A new minigame has been added to Danganronpa in the sequel. This game, called Logic Dive, puts Hajime on a board as he travels down a course to obtain the correct answers to questions. The course consists of holes to jump over, ramps to travel across gaps, and obstacles to knock Hajime down. After a few segments of the course, a question pops up with the answers leading to various paths. Only the correct answer will allow Hajime to continue. Logic Dive does what Hangman's Gambit did in the first game: it gives you a little bit of variety and change up from the trial while continuing the trial along, and I appreciate it for that.

There is one final, small change, but it's worth noting none the less. The Closing Argument has been changed just slightly. Rather than being given all of the pieces to fill in the blanks, players only receive five or less (depending on your difficulty). This forces you to think more about the correct order and less relying on using context clues with all of the pieces there, making it just a little bit more challenging and rewarding. 

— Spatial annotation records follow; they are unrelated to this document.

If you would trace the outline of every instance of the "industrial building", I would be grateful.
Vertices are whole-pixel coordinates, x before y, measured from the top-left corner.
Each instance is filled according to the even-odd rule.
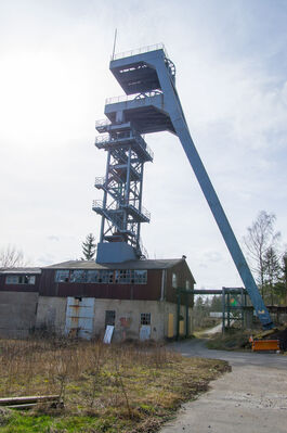
[[[147,340],[192,333],[194,288],[185,258],[96,264],[74,260],[44,268],[0,270],[0,336],[44,331],[84,339]]]

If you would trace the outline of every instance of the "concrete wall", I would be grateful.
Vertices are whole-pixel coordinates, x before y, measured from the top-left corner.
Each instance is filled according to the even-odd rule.
[[[66,322],[66,297],[39,296],[36,329],[64,334]]]
[[[35,327],[38,293],[0,292],[0,338],[27,338]]]

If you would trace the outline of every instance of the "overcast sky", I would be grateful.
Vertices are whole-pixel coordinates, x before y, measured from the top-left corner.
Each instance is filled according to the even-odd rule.
[[[164,42],[197,150],[239,242],[261,209],[287,239],[286,0],[0,0],[0,249],[32,265],[75,259],[106,154],[105,98],[122,90],[116,52]],[[182,254],[197,286],[242,285],[177,137],[146,136],[142,238],[149,258]]]

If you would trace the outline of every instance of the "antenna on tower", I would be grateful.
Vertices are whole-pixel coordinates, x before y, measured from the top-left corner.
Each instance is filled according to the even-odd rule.
[[[112,55],[112,60],[114,60],[115,56],[115,50],[116,50],[116,41],[117,41],[117,34],[118,34],[118,29],[115,29],[115,37],[114,37],[114,48],[113,48],[113,55]]]

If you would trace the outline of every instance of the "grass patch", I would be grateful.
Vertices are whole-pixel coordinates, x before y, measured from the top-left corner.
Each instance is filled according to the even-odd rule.
[[[0,432],[156,432],[185,400],[229,370],[165,347],[0,341],[0,396],[61,394],[64,407],[1,409]]]
[[[224,335],[217,333],[209,335],[207,347],[219,351],[243,351],[251,347],[249,343],[250,331],[242,331],[238,329],[226,330]]]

Once the trial is over and the blackened punished it's back to school life. The continuous loop feels very familiar to the first, which isn't a bad thing, but Spike Chunsoft has done a great job of playing with the players expectations in the sequel. Though it starts off slow, the story has several, well placed twists that help elevate it above it's predecessor. Several characters have deeper hidden darknesses behind them and the overall connection to the first game is pretty incredible. Interestingly enough, several burning questions from the first game are answered, but much like a hydra with it's head chopped off, several more queries have sprouted up to replace them. The series has some great depth that isn't fully realized until after you beat the game, and I am personally excited to see what Spike Chunsoft has to offer next. 

That being said, if you have not played the first game in the series this is a terrible jumping off point. The crux of almost all of the twists rely on players being familiar with the story of the first game as well as the characters involved. Hell, one of the 'new' characters is from the original game, and the enjoyment of his dialogue and his importance to the plot can only be fully realized if you understand what happened in the first game and why he is so important to that story.

After the game is over there is a variation of School Mode, dubbed Island Mode. Just like in the previous game, Hajime spends time with his fellow classmates, getting to know them while also collecting supplies and creating items for Monomi (rather than Monokuma). I enjoy this mode, but similar to my complaints for the first game, the mode feels awkwardly placed. On the one hand, placing it within the story would throw off the pacing and feeling of being constantly hounded by your classmates deaths, but would also make it less of an add on. However, keeping it as an added mode after the story maintains the feeling of despair the story builds while also allowing those not interested to skip it all together. I almost wish there were just a way to cut down the content of Island Mode and slide it into the story so you don't have to play it over and over again just to learn about every character, but it seems like there just isn't a way to do it cleanly. 

The show must go on!
Overall, the new systems of the game brought down Danganronpa 2 to start, but as I came closer to the end it became easier to realize how great this sequel is. Despite some pacing issues and annoying new tweaks (please bring back the original Hangman's Gambit) the game tells a great story and has even better murders to solve than the first. With its intersting narrative, intriguing characters and a diabolical antagonist, Dangronpa 2: Goodbye Despair is the perfect time sink for fans of the franchise looking to continue the deep story telling and thought provoking mysteries. The franchise has some real depth if they can keep up this intricate, interesting story, and the wait for the next game seems even longer now.